Almost all countries add other ingredients to brew beer, except for Germany, which strictly adheres to the purity law of 1516 and only allows the use of four raw materials: water, malt, hops, and yeast, with no additional ingredients. The term “accessory material” mainly refers to unspecified cereals, carbohydrates, syrups, etc. The main purpose is to consider economic factors and reduce costs.
The Purpose of Using Accessory Materials
Using cereals as accessory materials, which are rich in starch and inexpensive, can increase wort yield and produce cheaper wort, thus achieving the goal of cost reduction.
In cases where the quality and price of malt fluctuate, a stable level of wort and beer quality can still be maintained by adjusting the ratio of malt to accessory materials.
If carbohydrates or syrups are used as accessories, it can improve equipment utilization (saving capacity). It can also adjust the ratio of sugars and non-sugars, reducing beer color and improving beer fermentation.
Malt has lower levels of protein and easily oxidized polyphenols, which is beneficial for reducing beer color, improving taste, and increasing stability.
Using materials with high sugar and protein content is good for improving beer foam performance.

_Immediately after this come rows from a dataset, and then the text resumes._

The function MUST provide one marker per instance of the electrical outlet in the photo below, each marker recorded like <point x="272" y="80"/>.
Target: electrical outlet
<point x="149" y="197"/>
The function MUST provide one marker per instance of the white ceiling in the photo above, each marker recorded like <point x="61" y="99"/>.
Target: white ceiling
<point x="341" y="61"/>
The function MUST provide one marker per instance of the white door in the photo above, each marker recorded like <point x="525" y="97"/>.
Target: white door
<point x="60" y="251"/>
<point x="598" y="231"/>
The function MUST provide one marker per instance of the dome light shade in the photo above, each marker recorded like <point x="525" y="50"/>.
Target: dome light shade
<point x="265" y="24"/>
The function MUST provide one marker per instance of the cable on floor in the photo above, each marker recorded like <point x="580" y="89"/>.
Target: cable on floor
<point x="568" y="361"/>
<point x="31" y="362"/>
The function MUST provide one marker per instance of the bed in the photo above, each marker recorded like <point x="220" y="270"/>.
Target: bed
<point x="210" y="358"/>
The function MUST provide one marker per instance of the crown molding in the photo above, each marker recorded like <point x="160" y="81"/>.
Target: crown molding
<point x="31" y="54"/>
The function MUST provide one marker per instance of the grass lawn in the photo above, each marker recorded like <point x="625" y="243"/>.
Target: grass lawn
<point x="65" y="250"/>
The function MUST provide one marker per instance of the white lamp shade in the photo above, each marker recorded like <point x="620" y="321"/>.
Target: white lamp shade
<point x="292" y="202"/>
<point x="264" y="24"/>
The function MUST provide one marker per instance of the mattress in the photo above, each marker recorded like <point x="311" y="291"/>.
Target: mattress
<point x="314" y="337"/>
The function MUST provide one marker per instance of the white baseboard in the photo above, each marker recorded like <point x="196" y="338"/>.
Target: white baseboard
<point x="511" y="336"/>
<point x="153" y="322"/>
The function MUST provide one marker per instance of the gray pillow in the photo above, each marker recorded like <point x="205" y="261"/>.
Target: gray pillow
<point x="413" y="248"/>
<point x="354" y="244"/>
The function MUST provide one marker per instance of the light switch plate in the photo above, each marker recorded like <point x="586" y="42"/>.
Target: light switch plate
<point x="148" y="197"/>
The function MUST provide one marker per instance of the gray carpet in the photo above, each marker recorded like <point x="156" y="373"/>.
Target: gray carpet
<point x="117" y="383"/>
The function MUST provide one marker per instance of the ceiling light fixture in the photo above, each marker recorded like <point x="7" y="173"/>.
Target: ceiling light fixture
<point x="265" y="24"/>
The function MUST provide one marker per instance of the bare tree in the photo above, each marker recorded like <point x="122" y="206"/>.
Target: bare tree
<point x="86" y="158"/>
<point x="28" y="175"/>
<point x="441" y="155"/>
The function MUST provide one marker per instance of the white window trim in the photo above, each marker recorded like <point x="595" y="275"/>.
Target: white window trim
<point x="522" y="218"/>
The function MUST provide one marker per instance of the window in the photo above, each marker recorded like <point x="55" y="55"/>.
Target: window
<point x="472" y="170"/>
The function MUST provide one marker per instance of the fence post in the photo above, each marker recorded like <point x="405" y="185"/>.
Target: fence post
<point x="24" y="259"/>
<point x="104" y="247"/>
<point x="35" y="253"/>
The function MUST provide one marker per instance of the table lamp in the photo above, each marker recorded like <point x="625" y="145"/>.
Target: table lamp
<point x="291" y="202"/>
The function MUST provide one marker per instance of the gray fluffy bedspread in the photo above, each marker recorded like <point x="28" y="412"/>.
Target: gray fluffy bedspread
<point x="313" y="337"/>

Considerations When Using Accessory Materials
Cost reduction benefits
Based on the malt situation and beer style, it is important to determine the type and quality of accessory materials. If there is insufficient maltase activity, suitable enzymes need to be added. If the nitrogen content that can be assimilated is low, neutral proteases should be added.
It should not result in filtration difficulties.
It should improve beer quality rather than introducing peculiar smells or affecting foam and color.
Types of Accessory Materials
Rice, corn, wheat, barley, millet, soybean, carbohydrates, etc.